Tokens, context windows, and what they cost

Q: If context windows are now huge, do I still need RAG?

Often yes, for cost reasons. A 1M-token window means you can paste a million tokens of context every call — but at ~$3 per million input tokens (mid-tier flagship), every call costs $3 just in input. RAG retrieves the relevant slice (typically 5–20k tokens) and pays cents instead of dollars. Use long-context for one-off analyses; use RAG for high-volume Q&A. See RAG explained without acronyms .

If you’ve tried to budget an AI feature and felt like the vendor pricing pages were written for a different audience, you’re not wrong — they were. This piece is the translation layer. By the end, you’ll be able to look at any model’s pricing page and produce a realistic estimate of what a workload will cost, without a calculator and without help from your engineer.

Two concepts explain almost everything: the token (the chunks of text an AI reads and writes — roughly 3/4 of a word per token) and the context window (how much text the model can consider at once). Once those are clear, the pricing math is arithmetic.

What is a token

The unit you're billed in

A token is the smallest piece of text a language model processes. It’s not exactly a word, and it’s not exactly a character — it’s something in between, determined by the model’s tokenizer.

Useful rule of thumb for English:

1 token ≈ ¾ of a word, or about 4 characters
100 tokens ≈ 75 words ≈ a short paragraph
1,000 tokens ≈ 750 words ≈ a long page
100,000 tokens ≈ a 250-page book

For most languages other than English, the ratio is worse — non-English text often takes 1.5–3× more tokens to express the same content. A consequence: serving a multilingual user base costs more per question than the English-only equivalent.

You can see this for yourself by pasting text into OpenAI’s tokenizer — useful for sanity-checking estimates and seeing where token count surprises you.

What is a context window

The model's working memory

A context window is the maximum number of tokens a model can hold in mind at once — your prompt, the model’s output, any retrieved documents, conversation history. Everything that happens in one model call must fit in the window.

In May 2026, flagship models from all three major vendors offer context windows of 1 million tokens or more. Claude Sonnet 4.6, Claude Opus 4.7, Gemini 3.1 Pro, and Gemini 3 Flash Preview all sit at 1M; OpenAI’s GPT-5.5 reaches ~1.05M, with prices doubling on input tokens above the 272k threshold.

A 1M-token window is roughly the entire text of War and Peace plus a few hundred pages of footnotes. For most business uses, the window is no longer the binding constraint — you’ll hit cost or coherence issues before you fill it.

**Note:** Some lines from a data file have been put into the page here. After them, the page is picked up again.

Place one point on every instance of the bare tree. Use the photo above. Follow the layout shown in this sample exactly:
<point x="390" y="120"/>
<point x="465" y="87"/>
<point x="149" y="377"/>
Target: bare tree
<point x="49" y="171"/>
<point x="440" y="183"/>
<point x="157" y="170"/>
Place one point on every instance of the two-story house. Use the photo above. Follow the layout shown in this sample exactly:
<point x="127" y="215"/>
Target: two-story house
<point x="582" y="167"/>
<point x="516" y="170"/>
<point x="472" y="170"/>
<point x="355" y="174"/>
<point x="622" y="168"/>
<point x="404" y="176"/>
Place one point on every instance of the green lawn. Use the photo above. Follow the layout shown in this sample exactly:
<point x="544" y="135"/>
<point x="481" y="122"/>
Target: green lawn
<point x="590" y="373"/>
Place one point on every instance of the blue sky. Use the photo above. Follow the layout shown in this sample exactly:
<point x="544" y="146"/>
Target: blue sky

Two important caveats on long context windows:

Attention degrades over very long contexts. The model’s ability to recall details from early in the prompt drops as the window fills. Vendor benchmarks show this is improving but is not zero. Don’t paste a million tokens and expect the model to recall a single sentence near the start with perfect fidelity.
You’re paying for the whole window every time. Input cost is per-token; if your prompt includes 500k tokens of context, you pay for 500k input tokens on every call. That adds up fast.

Pricing — input vs output

The split that matters more than people realise

LLM API pricing has two prices, almost always: input (the tokens you send) and output (the tokens the model generates). Output tokens cost more than input tokens — typically 3–5× more.

Why? Output is where the model’s expensive computation happens. Each output token requires the model to “think” about everything that came before it. Input tokens are largely a one-time cost — the model reads them, builds an internal representation, and then can produce many output tokens against that representation.

Practical implications:

Long-input, short-output workloads are cheap. Asking a model to summarise a 100-page document into 200 words: most of the cost is the input pass; the output is small. This is the favourable shape.
Short-input, long-output workloads are expensive. Asking a model to write a 10,000-word essay from a one-sentence brief: the input is tiny, but every output token is at the higher rate. Cost compounds with length.
Conversation-style workloads compound. Each turn of a conversation includes the entire previous history as input. A long chat re-pays the input cost on every turn — by message 30, your input cost per question has multiplied substantially.

The numbers

What this costs in practice

Cheapest viable API tier (Gemini 2.5 Flash-Lite) $0.10 input / $0.40 output per million tokens

Mid-tier flagship (GPT-5.4) $2.50 input / $15 output per million tokens

Mid-tier flagship (Claude Sonnet 4.6) $3 input / $15 output per million tokens

Mid-tier flagship (Gemini 3.1 Pro Preview) $2 input / $12 output per million tokens (≤200k prompt; doubles above)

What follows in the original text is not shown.